Regulation of Ornithine Decarboxylase and S-Adenosyl-L-Methionine Decarboxylase in Regenerating Rat Liver by Various Amines: Evidence for Translational Control.

Abstract

The activity of ornithine decarboxylase [EC 4.1.1.17] [OD] in regenerating rat liver could be completely or partially inhibited in vivo by 1 i.p. injection of various amines. Unphysiological, 1,3-diaminopropane depressed most effectively the activity of OD. It also depressed the activity of adenosylmethionine decarboxylase [EC 4.1.1.50] [AD], which was not inhibited by other amines. The activity of tyrosine aminotransferase was invariably stimulated by injection of the amines.
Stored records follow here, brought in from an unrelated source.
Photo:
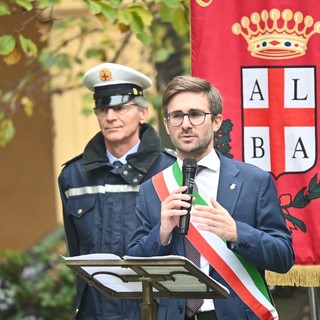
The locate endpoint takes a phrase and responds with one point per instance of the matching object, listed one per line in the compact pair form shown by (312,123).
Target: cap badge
(105,74)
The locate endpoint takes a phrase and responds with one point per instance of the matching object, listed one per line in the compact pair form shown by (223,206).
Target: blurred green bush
(36,284)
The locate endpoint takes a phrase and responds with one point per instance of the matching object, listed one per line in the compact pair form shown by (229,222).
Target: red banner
(264,57)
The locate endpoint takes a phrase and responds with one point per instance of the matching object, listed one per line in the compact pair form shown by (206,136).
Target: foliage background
(36,284)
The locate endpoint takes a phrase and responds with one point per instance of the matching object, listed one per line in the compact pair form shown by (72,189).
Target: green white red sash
(242,276)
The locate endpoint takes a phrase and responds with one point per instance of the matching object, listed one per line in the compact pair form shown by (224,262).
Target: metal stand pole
(148,307)
(313,298)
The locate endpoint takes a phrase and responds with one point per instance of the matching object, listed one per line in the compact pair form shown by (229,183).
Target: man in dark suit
(237,226)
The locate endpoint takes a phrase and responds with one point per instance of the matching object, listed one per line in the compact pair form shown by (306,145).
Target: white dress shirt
(207,184)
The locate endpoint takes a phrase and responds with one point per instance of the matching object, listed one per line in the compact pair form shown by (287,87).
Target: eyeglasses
(196,117)
(119,109)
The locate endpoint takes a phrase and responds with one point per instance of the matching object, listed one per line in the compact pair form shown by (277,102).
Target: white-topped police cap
(115,84)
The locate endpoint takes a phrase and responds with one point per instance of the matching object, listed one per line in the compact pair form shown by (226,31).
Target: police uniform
(98,201)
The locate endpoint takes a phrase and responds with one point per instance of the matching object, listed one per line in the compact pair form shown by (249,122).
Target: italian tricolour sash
(242,276)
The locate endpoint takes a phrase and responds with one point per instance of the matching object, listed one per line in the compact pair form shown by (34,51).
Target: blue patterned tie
(117,167)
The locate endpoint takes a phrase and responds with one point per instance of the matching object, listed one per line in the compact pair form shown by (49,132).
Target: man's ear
(144,113)
(217,122)
(166,125)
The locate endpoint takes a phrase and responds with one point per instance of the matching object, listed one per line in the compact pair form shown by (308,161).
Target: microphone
(189,168)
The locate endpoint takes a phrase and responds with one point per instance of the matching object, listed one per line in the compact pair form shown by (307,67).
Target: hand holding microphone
(189,168)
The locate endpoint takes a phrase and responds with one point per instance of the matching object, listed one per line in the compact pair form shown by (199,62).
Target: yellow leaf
(13,57)
(28,106)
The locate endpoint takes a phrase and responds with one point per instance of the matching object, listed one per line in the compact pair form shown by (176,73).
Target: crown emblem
(276,35)
(105,74)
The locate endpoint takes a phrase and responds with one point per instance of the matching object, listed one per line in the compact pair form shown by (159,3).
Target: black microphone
(189,168)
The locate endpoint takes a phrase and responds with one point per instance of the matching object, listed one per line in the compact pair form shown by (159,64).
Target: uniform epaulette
(170,152)
(72,160)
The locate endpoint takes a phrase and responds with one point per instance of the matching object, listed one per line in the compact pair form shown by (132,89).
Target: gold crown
(277,35)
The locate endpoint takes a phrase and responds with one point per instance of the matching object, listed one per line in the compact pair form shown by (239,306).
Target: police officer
(99,187)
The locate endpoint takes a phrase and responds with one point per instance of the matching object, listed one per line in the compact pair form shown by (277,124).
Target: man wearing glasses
(237,228)
(99,187)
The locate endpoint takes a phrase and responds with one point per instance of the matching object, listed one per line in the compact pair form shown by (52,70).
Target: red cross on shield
(279,105)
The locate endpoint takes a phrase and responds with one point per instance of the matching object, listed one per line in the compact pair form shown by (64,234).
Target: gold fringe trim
(299,276)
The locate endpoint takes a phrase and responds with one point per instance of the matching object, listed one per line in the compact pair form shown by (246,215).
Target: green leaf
(48,60)
(180,22)
(115,3)
(162,54)
(144,14)
(7,44)
(47,3)
(28,46)
(4,10)
(26,4)
(109,12)
(95,7)
(172,3)
(7,131)
(144,38)
(136,24)
(167,14)
(125,16)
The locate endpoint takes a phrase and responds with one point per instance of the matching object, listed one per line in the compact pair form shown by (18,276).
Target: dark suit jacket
(263,238)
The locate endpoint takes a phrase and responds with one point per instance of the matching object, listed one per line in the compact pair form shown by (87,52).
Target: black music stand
(146,278)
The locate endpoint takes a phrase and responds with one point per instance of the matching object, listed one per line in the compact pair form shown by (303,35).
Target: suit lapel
(229,185)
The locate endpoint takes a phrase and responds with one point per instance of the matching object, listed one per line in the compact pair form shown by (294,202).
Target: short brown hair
(192,84)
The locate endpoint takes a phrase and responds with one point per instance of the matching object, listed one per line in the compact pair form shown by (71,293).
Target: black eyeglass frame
(120,108)
(204,114)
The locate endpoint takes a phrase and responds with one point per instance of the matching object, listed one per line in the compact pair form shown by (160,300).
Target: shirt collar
(210,161)
(112,158)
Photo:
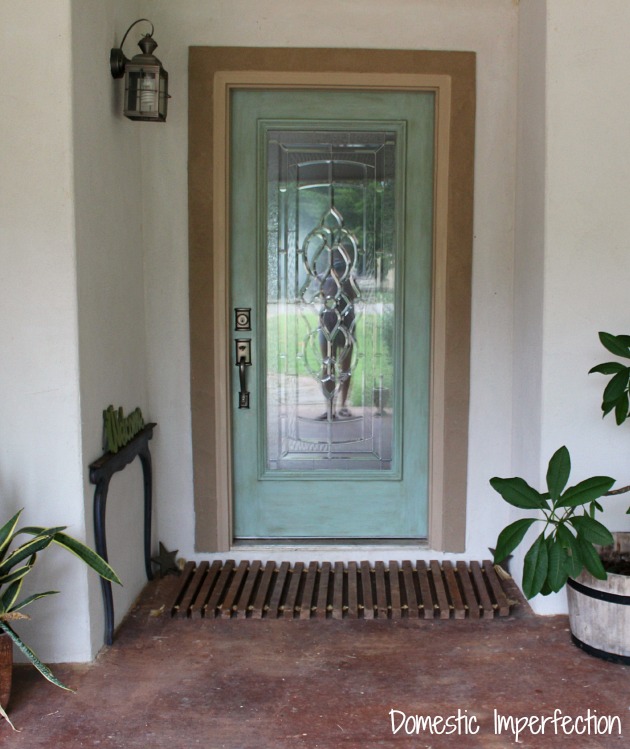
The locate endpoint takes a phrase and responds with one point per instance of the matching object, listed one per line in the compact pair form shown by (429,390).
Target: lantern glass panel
(142,93)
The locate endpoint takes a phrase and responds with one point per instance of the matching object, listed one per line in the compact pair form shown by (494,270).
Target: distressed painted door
(331,236)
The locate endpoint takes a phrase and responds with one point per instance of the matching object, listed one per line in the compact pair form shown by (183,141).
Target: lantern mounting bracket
(117,59)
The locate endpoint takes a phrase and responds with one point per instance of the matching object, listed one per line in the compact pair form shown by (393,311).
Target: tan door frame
(213,78)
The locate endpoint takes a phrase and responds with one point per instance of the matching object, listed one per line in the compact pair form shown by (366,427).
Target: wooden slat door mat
(323,590)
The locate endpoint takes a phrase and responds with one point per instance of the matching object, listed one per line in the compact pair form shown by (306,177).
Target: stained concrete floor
(241,684)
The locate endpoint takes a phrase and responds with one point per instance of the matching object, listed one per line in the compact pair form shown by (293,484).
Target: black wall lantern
(146,81)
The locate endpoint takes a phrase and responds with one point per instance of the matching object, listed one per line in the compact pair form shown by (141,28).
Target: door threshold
(325,545)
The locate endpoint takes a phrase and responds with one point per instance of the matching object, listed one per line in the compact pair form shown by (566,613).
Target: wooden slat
(497,590)
(381,590)
(309,588)
(410,590)
(366,589)
(482,591)
(425,590)
(210,609)
(440,591)
(267,578)
(193,588)
(294,587)
(250,583)
(394,590)
(353,596)
(204,592)
(231,597)
(322,594)
(469,593)
(338,591)
(453,589)
(183,583)
(278,587)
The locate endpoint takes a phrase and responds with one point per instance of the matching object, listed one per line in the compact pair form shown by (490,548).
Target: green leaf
(510,537)
(16,574)
(25,550)
(79,549)
(607,368)
(592,530)
(517,492)
(572,561)
(558,472)
(617,386)
(6,533)
(535,567)
(43,669)
(87,555)
(34,597)
(9,596)
(556,566)
(591,559)
(586,491)
(615,344)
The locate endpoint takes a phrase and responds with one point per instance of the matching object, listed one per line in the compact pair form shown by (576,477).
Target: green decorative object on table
(119,430)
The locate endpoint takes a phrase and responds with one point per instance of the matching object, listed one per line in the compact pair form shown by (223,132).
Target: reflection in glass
(331,257)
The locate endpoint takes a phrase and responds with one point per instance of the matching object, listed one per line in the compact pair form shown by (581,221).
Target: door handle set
(243,360)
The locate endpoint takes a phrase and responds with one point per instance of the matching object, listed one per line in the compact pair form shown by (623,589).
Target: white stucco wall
(110,273)
(40,434)
(488,27)
(587,258)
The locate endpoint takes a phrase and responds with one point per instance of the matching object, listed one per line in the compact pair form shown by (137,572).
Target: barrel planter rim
(589,601)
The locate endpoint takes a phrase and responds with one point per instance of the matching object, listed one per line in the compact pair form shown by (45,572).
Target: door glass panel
(330,302)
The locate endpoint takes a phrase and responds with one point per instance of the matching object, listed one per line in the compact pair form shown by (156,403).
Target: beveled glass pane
(331,264)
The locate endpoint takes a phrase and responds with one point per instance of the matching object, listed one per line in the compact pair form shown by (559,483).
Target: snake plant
(17,560)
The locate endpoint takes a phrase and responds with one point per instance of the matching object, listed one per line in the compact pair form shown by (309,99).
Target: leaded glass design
(331,263)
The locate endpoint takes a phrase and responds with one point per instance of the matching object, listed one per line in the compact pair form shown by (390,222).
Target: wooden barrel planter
(599,614)
(6,669)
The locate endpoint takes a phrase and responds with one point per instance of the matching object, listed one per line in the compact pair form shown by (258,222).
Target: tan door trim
(209,260)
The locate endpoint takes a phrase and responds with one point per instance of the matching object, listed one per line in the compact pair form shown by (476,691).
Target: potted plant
(574,548)
(16,561)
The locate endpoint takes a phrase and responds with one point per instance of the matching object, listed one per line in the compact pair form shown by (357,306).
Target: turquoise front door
(331,245)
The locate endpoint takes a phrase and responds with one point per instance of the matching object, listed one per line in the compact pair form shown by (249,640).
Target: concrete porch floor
(241,684)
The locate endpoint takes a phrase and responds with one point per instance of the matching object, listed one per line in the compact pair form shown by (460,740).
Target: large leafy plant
(566,544)
(17,560)
(617,392)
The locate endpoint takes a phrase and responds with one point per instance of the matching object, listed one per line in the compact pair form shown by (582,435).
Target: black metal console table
(101,472)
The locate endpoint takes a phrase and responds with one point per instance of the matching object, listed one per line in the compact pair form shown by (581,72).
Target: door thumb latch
(243,360)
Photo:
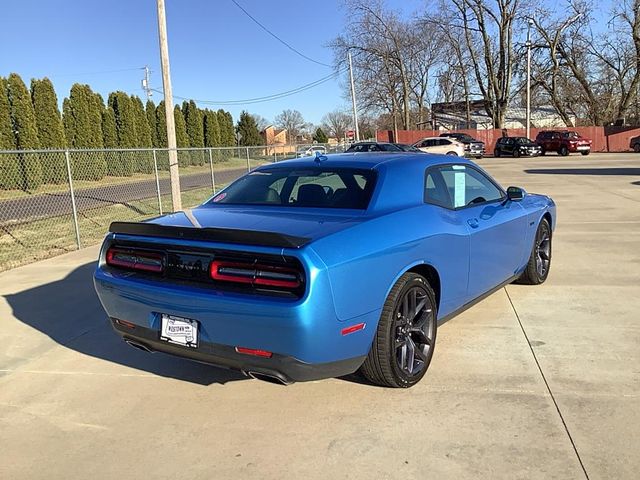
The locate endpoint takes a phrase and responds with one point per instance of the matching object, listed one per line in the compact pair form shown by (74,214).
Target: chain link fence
(57,201)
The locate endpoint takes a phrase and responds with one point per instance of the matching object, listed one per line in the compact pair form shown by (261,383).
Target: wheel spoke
(411,355)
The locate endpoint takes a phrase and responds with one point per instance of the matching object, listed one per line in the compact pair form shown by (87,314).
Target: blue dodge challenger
(318,267)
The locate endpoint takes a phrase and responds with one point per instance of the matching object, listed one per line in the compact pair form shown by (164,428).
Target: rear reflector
(254,352)
(353,328)
(124,323)
(135,260)
(263,275)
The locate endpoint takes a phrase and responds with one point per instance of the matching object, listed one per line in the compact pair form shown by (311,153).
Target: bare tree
(336,123)
(487,30)
(293,122)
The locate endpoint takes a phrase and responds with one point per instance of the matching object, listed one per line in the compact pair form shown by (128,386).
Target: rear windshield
(301,187)
(373,147)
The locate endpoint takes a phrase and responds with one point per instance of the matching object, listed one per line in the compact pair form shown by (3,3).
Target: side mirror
(515,193)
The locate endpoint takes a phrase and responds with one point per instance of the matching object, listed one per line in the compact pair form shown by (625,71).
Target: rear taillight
(135,260)
(254,274)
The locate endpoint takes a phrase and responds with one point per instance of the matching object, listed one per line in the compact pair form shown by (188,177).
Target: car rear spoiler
(222,235)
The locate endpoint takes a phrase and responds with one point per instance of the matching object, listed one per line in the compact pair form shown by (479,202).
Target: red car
(563,142)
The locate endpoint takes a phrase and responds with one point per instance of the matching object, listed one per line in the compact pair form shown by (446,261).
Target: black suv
(472,147)
(516,146)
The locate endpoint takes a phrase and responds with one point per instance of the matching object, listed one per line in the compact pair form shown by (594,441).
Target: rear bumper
(286,369)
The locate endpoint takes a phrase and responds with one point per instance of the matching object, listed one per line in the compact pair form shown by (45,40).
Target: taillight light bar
(254,274)
(135,260)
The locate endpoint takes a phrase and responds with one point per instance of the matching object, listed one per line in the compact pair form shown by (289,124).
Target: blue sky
(217,53)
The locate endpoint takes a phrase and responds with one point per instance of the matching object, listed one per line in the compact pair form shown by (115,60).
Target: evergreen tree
(110,141)
(23,120)
(145,159)
(319,136)
(227,131)
(182,139)
(126,132)
(161,126)
(248,130)
(211,129)
(9,165)
(50,129)
(193,120)
(161,137)
(150,111)
(82,117)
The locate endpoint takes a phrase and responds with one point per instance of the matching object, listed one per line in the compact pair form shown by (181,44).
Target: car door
(496,227)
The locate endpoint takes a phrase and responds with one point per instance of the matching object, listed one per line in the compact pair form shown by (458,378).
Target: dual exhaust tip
(265,377)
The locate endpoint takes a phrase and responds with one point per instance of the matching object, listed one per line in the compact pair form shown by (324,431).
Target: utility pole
(168,108)
(146,82)
(353,98)
(528,45)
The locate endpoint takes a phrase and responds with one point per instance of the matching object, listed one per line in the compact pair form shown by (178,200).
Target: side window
(467,186)
(435,189)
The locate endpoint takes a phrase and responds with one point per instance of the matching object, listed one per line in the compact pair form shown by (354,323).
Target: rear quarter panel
(365,261)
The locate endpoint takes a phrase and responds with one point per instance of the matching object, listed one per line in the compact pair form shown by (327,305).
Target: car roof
(367,160)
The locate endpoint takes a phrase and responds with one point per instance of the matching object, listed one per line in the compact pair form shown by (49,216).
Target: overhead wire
(257,22)
(266,98)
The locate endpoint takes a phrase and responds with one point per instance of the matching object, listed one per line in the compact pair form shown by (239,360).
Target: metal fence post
(155,169)
(213,179)
(73,199)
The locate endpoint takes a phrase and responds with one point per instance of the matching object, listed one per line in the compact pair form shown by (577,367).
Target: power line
(266,98)
(277,37)
(103,72)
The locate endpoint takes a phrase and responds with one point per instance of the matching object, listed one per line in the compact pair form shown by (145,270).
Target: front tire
(403,345)
(537,269)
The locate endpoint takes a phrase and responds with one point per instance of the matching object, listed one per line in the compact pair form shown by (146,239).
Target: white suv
(447,146)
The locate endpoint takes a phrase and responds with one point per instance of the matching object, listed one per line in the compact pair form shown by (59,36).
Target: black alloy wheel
(405,338)
(537,269)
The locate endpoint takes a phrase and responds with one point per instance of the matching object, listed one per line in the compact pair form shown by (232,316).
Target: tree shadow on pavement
(69,312)
(585,171)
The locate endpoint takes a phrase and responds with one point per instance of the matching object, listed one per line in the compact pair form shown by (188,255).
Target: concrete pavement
(533,382)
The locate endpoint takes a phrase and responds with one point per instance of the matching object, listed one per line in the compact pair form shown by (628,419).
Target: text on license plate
(179,330)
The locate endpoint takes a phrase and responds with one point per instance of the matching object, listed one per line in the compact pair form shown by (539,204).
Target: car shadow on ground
(69,312)
(585,171)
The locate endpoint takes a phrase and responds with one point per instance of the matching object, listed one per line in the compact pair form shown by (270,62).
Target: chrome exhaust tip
(266,377)
(139,346)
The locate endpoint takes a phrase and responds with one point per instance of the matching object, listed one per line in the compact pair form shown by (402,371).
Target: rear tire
(539,264)
(405,338)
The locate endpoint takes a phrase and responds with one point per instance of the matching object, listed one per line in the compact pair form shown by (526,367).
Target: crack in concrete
(544,378)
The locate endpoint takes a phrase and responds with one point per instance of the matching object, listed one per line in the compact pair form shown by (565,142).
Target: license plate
(179,330)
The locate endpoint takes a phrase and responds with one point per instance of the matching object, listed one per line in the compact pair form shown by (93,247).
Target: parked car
(298,270)
(361,147)
(516,146)
(447,146)
(311,151)
(408,148)
(563,142)
(472,147)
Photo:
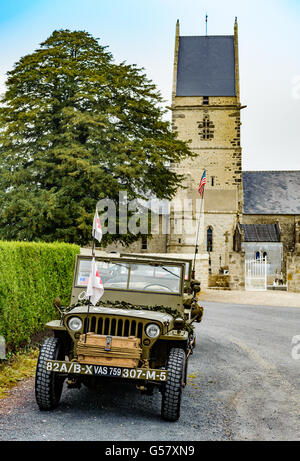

Cycloheximide caused a rapid decay of the activity of liver OD (half-life 15 min) and also a decay of the activity of AD (half-life 36 min). 1,3-Diaminopropane inhibited the activity of OD (half-life 13 min) and to lesser extent also the activity of AD (half-life 120 min). .alpha.-Amanitin did not have any effect on the activity of the decarboxylases. These experiments are consistent with the view that diamines and spermidine might control the activity of OD in regenerating rat liver in vivo at steps beyond transcription. 1,3-Diaminopropane may similarly control the activity of AD suggesting that the synthesis of OD and AD may be coordinatively regulated in liver.